Back in 2000, no-one could have predicted that those ousted from office in a popular uprising would overcome their Balkan pride to work with the very men they had come to hate.
Equally, no-one must be more surprised than supporters of the Socialist Party of Serbia (SP) over the choice - some would even say betrayal - their party leaders made when deciding to join the coalition led by the Democratic Party (DS) of President Boris Tadic.
Serbia's new coalition government - approved in parliament on Monday - represents the triumph of pragmatism over ideology and an apparent break with the past.
To many Serbs who have seen their country relegated to the back of the Balkan queue to join the European Union, the pledge of restarting their journey must be refreshing.
Delving into the past is a Balkan pastime - but many Serbs say they are now eager to look into the future.
Prime Minister Mirko Cvetkovic heads a disparate coalition of some 10 parties - at best an array of pragmatists with conflicting agendas.
The lowest common denominator has resulted in a programme for the next four years which has European integration at the top, followed by Kosovo - Serbia's southernmost province that declared independence with Western backing in February.
If Serbia is to move forward towards European Union membership, however, a large dose of pragmatism will be called for.
For, in addition to reforming the economy and fighting crime, Serbia's strange bedfellows may be asked to cross some red lines.
Kosovo is one.
Kosovo's independence declaration came at the end of a decade of wars in the territory of the former Yugoslavia, which were started in Kosovo by late SP leader, Slobodan Milosevic.
Mr Milosevic died in detention at the war crimes tribunal in The Hague in 2006 - but his party has yet to renounce him - or apologise for his policies that wrought catastrophic damage on Serbia.
Socialist voters are mostly Milosevic supporters, and the party leaders have taken a big gamble by turning their back on their more natural hardline allies - the Radicals and the party of former Prime Minister Vojislav Kostunica.
"There is a full consent among the coalition members that the new government will never recognise the independence of Kosovo," Mr Cvetkovic told MPs as he sought their support.
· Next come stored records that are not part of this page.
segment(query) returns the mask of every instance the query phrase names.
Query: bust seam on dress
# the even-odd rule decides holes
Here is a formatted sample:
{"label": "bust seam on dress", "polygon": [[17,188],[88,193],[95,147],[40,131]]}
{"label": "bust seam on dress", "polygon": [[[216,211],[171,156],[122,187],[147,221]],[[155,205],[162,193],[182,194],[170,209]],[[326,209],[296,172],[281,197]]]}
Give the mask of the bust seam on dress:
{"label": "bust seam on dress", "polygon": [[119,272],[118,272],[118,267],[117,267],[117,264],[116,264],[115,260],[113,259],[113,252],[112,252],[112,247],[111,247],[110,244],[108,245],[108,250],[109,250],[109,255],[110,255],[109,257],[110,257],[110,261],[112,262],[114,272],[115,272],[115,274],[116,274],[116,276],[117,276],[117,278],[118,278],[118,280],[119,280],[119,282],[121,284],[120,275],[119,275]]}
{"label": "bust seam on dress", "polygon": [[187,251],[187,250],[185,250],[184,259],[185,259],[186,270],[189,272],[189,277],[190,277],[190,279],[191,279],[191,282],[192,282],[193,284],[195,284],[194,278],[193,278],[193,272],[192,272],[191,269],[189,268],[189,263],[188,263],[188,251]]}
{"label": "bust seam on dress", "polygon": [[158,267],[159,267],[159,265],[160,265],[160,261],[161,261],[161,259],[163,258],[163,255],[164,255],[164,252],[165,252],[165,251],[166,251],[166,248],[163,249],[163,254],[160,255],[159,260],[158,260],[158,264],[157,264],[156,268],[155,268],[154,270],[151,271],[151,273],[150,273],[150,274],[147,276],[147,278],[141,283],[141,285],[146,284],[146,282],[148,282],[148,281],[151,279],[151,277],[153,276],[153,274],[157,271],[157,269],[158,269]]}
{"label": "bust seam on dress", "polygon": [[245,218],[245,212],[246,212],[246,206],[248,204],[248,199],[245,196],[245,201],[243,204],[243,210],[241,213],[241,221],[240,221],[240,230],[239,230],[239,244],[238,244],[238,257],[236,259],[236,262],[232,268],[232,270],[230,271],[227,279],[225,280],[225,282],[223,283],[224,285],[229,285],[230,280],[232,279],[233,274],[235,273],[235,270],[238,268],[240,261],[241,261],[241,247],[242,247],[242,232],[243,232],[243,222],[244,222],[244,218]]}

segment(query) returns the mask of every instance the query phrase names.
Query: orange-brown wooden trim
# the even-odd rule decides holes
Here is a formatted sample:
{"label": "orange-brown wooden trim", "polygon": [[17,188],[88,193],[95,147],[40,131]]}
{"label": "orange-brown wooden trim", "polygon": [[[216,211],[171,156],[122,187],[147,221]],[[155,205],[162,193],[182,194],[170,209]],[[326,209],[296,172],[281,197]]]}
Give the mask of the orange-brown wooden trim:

A banner which says Kosovo is Serbia is prominently displayed on the Serbian government website.
But most of the 27 members of the bloc Mr Cvetkovic wants Serbia to join at the end of his mandate have recognised Kosovo's independence, and some indications suggest Serbia will be asked to do the same before the door is open.
Pragmatists may be able to do it - but using the word "never" may bring them into some difficulty with the electorate.
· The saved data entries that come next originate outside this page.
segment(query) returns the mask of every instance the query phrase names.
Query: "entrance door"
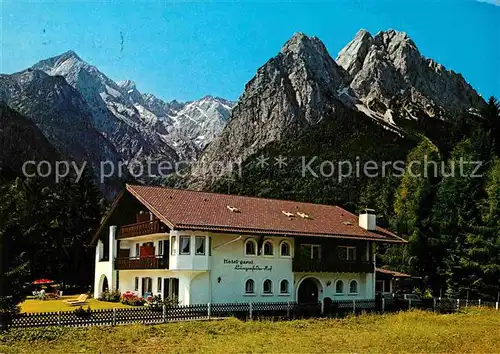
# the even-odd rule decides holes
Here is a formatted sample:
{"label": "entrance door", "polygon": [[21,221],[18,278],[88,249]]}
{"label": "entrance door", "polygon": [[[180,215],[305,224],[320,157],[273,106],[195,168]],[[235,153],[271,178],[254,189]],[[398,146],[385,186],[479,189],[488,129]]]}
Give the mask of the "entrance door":
{"label": "entrance door", "polygon": [[299,304],[317,304],[319,299],[319,288],[313,278],[307,278],[299,286],[298,302]]}
{"label": "entrance door", "polygon": [[102,289],[101,292],[108,291],[109,285],[108,285],[108,278],[104,276],[104,280],[102,281]]}

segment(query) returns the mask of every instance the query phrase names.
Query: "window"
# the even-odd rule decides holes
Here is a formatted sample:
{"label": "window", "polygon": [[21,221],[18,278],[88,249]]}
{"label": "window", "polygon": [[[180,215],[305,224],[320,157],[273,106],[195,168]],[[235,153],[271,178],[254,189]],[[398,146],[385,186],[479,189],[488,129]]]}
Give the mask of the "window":
{"label": "window", "polygon": [[264,286],[262,289],[264,294],[272,294],[273,293],[273,282],[269,279],[264,280]]}
{"label": "window", "polygon": [[356,247],[353,246],[340,246],[338,248],[339,259],[343,261],[356,260]]}
{"label": "window", "polygon": [[292,247],[290,246],[290,243],[288,241],[283,241],[281,242],[281,247],[280,247],[280,255],[281,257],[290,257],[290,249]]}
{"label": "window", "polygon": [[376,293],[383,293],[384,292],[384,281],[383,280],[377,280],[375,282],[375,292]]}
{"label": "window", "polygon": [[344,282],[342,280],[337,280],[335,283],[335,294],[343,294],[344,293]]}
{"label": "window", "polygon": [[163,241],[158,241],[158,255],[163,255]]}
{"label": "window", "polygon": [[158,283],[157,283],[157,286],[156,286],[156,291],[157,292],[160,292],[161,291],[161,277],[158,277]]}
{"label": "window", "polygon": [[139,257],[139,244],[138,243],[135,244],[135,256]]}
{"label": "window", "polygon": [[306,259],[321,259],[321,246],[300,245],[300,254]]}
{"label": "window", "polygon": [[205,254],[205,236],[196,236],[195,239],[195,246],[196,246],[196,254],[197,255],[204,255]]}
{"label": "window", "polygon": [[358,282],[356,280],[351,280],[349,283],[349,294],[357,294],[358,293]]}
{"label": "window", "polygon": [[280,293],[288,294],[288,280],[282,280],[280,283]]}
{"label": "window", "polygon": [[175,256],[177,248],[177,237],[172,236],[171,239],[172,239],[172,256]]}
{"label": "window", "polygon": [[179,254],[189,254],[191,250],[191,236],[181,236],[179,246]]}
{"label": "window", "polygon": [[134,290],[139,291],[139,277],[135,277],[134,279]]}
{"label": "window", "polygon": [[245,254],[247,256],[255,256],[257,254],[257,242],[253,239],[248,239],[245,242]]}
{"label": "window", "polygon": [[212,255],[212,237],[208,237],[208,255]]}
{"label": "window", "polygon": [[262,248],[264,249],[264,256],[272,256],[274,254],[274,246],[271,241],[265,241]]}
{"label": "window", "polygon": [[245,294],[255,294],[255,282],[253,279],[248,279],[245,282]]}

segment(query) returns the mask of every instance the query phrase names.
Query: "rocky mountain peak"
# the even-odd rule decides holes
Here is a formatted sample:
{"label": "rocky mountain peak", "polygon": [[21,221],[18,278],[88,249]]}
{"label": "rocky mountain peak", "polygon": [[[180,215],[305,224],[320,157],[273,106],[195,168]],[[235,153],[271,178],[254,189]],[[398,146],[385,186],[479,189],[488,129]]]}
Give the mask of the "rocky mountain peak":
{"label": "rocky mountain peak", "polygon": [[290,71],[292,81],[314,80],[335,88],[346,81],[344,70],[331,58],[317,37],[295,33],[276,58]]}
{"label": "rocky mountain peak", "polygon": [[126,91],[137,90],[135,82],[132,80],[122,80],[117,82],[118,86]]}
{"label": "rocky mountain peak", "polygon": [[309,37],[302,32],[295,33],[281,48],[283,54],[318,54],[328,55],[328,51],[317,37]]}
{"label": "rocky mountain peak", "polygon": [[246,84],[228,124],[194,167],[193,179],[206,178],[205,167],[214,161],[224,169],[342,111],[339,91],[347,85],[348,74],[318,38],[294,34]]}
{"label": "rocky mountain peak", "polygon": [[[78,54],[76,54],[73,50],[68,50],[62,54],[53,56],[48,59],[41,60],[36,64],[37,69],[43,70],[43,68],[47,67],[59,67],[63,63],[68,62],[68,64],[74,65],[78,62],[84,62]],[[66,64],[66,65],[68,65]]]}
{"label": "rocky mountain peak", "polygon": [[364,29],[359,30],[356,37],[340,51],[337,63],[350,75],[356,75],[363,67],[363,62],[372,44],[371,34]]}
{"label": "rocky mountain peak", "polygon": [[76,54],[75,51],[73,50],[68,50],[67,52],[61,54],[59,56],[60,58],[65,58],[65,59],[75,59],[75,60],[80,60],[80,61],[83,61],[79,56],[78,54]]}
{"label": "rocky mountain peak", "polygon": [[263,89],[277,91],[299,109],[295,118],[288,119],[314,123],[322,119],[326,97],[335,96],[347,83],[347,73],[331,58],[321,40],[295,33],[278,55],[258,70],[242,99]]}
{"label": "rocky mountain peak", "polygon": [[373,37],[373,39],[376,44],[382,44],[386,48],[390,46],[394,47],[400,44],[410,45],[416,48],[415,43],[406,32],[396,31],[394,29],[380,31],[375,35],[375,37]]}
{"label": "rocky mountain peak", "polygon": [[380,113],[402,101],[414,106],[406,111],[417,108],[429,116],[483,103],[461,75],[425,58],[404,32],[390,29],[371,36],[361,30],[337,63],[349,73],[355,94]]}
{"label": "rocky mountain peak", "polygon": [[[45,71],[49,75],[66,76],[69,73],[76,73],[82,68],[89,68],[90,65],[83,61],[78,54],[69,50],[60,55],[41,60],[32,66],[33,69]],[[69,81],[68,81],[69,82]]]}

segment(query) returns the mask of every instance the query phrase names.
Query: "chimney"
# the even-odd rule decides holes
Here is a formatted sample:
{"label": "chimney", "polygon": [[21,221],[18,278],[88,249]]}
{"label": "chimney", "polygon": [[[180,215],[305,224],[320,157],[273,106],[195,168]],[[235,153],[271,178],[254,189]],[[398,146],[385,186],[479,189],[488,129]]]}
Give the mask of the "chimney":
{"label": "chimney", "polygon": [[377,216],[375,215],[375,210],[362,210],[359,214],[359,226],[361,226],[365,230],[375,230],[377,228]]}

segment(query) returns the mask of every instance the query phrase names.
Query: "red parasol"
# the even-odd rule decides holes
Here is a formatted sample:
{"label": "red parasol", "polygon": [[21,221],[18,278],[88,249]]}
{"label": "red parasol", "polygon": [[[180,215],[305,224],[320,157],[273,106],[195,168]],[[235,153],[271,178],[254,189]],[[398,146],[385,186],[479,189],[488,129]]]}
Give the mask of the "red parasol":
{"label": "red parasol", "polygon": [[53,280],[50,280],[50,279],[38,279],[38,280],[35,280],[33,283],[33,285],[41,285],[41,284],[52,284],[54,281]]}

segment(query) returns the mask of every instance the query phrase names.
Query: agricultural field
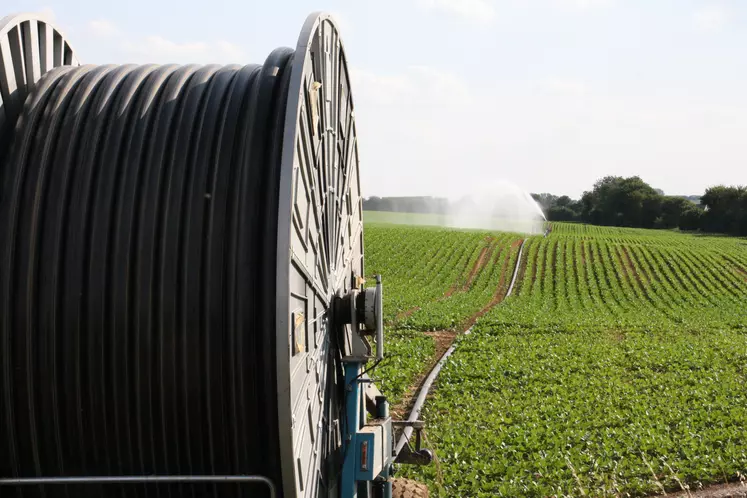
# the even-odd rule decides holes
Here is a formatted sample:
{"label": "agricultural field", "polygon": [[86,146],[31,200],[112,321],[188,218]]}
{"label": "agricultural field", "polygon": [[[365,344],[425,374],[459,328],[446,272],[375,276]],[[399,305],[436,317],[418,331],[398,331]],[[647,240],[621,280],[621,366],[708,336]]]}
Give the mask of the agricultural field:
{"label": "agricultural field", "polygon": [[432,495],[650,496],[747,471],[747,240],[554,223],[506,298],[523,236],[365,221],[395,412],[457,341],[422,416],[438,463],[400,467]]}

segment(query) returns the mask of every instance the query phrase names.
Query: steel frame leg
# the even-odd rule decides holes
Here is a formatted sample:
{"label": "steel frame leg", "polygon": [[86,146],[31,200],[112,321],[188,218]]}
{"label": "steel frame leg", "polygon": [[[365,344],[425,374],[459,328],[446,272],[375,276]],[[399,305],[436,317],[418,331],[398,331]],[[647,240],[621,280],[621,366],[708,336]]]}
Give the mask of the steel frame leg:
{"label": "steel frame leg", "polygon": [[355,480],[355,436],[361,428],[361,389],[358,376],[361,363],[345,363],[345,434],[343,437],[341,498],[356,498],[358,484]]}

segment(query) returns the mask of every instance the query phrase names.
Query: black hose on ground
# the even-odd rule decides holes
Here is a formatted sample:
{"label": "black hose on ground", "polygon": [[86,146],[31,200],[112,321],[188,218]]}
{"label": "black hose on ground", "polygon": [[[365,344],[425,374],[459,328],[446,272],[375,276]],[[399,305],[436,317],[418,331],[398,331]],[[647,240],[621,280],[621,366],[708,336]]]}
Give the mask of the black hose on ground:
{"label": "black hose on ground", "polygon": [[30,93],[0,172],[0,475],[281,482],[275,268],[292,53],[62,67]]}

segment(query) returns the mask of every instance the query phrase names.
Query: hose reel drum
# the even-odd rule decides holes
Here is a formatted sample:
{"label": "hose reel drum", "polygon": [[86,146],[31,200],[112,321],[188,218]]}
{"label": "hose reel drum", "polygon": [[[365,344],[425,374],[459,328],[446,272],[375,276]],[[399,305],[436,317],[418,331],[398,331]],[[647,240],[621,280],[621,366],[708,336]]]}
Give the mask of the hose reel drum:
{"label": "hose reel drum", "polygon": [[[344,343],[383,327],[328,15],[249,66],[79,66],[4,18],[0,179],[0,479],[112,479],[16,496],[338,495]],[[152,475],[258,478],[117,481]]]}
Kosovo has not been formally mentioned by the EU as a condition for Serbia's membership, but co-operation with the war crimes tribunal has, and it has been used to block Serbia's path in the past.
The government programme has only a lukewarm line about this.
The Hague's most-wanted men - former Bosnian Serb leader Radovan Karadzic and his wartime commander Ratko Mladic - are still at large, the latter believed to be in Serbia itself.
Belgrade has to arrest and deliver Mladic to The Hague, but the man now entrusted with hunting him down is none other than SP leader Ivica Dacic, the new interior minister.
This would be anathema to SP supporters.
So the EU might have to be more amenable to accommodate Serbia - or risk another election which no-one can conceivably look forward to.
Serbia's government wants both the EU and Kosovo - which appear to be mutually exclusive - and no substantive co-operation with The Hague tribunal into the bargain.
It may be an impossible circle to square. But everybody knows Serbia has made a seemingly clean break with the past and its leaders are ostensibly opposed to violence.